C’est bien cela, c’est bien cette joie extraordinaire de vivre qui saisit le voyageur, éperdu devant certains spectacles et comme enlevé à sa propre humanité par l’irrésistible besoin de s’anéantir dans l’âme universelle. J’ai chanté à tue-tête, au delà de Koseyr, en voyant les flots de la mer Rouge baigner les pieds de mon dromadaire, et plus tard j’ai eu les larmes aux yeux, lorsque, au soir, le coude de la route de Mar-Sabah m’a caché, au delà du lac Asphaltite, les montagnes que je contemplais depuis le matin. Au mois de janvier 1870, je rencontrai Gautier ; il était triste et dolent ; il me dit, avec une expression découragée, comme s’il sentait son dernier rêve lui échapper : « Hélas ! nous ne voyagerons plus ! »

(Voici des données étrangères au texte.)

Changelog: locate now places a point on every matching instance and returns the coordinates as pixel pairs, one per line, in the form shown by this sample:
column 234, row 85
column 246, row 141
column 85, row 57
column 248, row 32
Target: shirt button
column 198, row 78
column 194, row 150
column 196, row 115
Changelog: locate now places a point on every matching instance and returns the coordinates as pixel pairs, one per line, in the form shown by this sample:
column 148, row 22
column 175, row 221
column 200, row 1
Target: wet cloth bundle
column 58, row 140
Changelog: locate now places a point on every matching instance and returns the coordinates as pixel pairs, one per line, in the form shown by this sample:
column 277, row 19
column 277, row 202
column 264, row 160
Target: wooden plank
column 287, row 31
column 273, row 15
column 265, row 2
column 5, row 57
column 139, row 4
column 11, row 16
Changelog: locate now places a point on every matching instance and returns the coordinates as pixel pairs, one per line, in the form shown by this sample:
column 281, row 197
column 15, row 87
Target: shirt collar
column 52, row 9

La vivacité de l’émotion augmente encore chez Gautier la puissance de la vision ; ses yeux de myope fouillèrent partout, ne négligèrent aucun détail et gravèrent à jamais dans sa mémoire les images qu’ils avaient recueillies : ce qui lui donna une force singulière de description, lorsqu’il écrivit le récit de son voyage. Avec lui, il n’est plus question de cette phraséologie descriptive qui ne décrivait rien et que le romantisme, trop occupé a costumer de pied en cap les légendes du moyen âge, n’avait pas encore détruite. Les bosquets, les charmilles, les paysages « faits pour le plaisir des yeux » verdoyaient toujours par-ci par-là. Jean-Jacques Rousseau, qui se disait l’amant de la nature, mais qui n’en fut pas le peintre, n’avait point fermé son école de paysagiste ; son influence est encore très sensible dans les premiers romans de George Sand. Rousseau aime à « planer des yeux sur l’horizon de ce beau lac, dont les rives et les montagnes qui le bordent enchantaient sa vue ». Il ne peut se débarrasser d’une certaine philosophie grognonne et « poseuse » qui finit par devenir insupportable, car elle est voulue et fait partie du bagage de la sensibilité qu’il avait mise à la mode : « J’avais pris l’habitude d’aller les soirs m’asseoir sur la grève, surtout quand le lac était agité. Je sentais un plaisir singulier à voir les flots se briser à mes pieds ; je m’en faisais l’image du tumulte du monde et de la paix de mon habitation. » Chez Théophile Gautier, rien de semblable ; il est bien trop sincère pour ne pas rejeter ce fatras de rhétorique auquel l’auteur ne croit pas et que le lecteur ne croit pas davantage. Toute déclamation lui est inconnue, et l’on n’en peut trouver trace dans ses livres ; il ne pleure pas sur les ruines, un arbre brisé par l’orage ne lui rappelle pas la fragilité de la vie humaine et il peut regarder couler une rivière sans la comparer à la fuite des jours. On comprend que le lieu commun lui est odieux et que la platitude l’exaspère ; il en paraîtra sans doute paradoxal à quelques lecteurs, mais cuistre, jamais.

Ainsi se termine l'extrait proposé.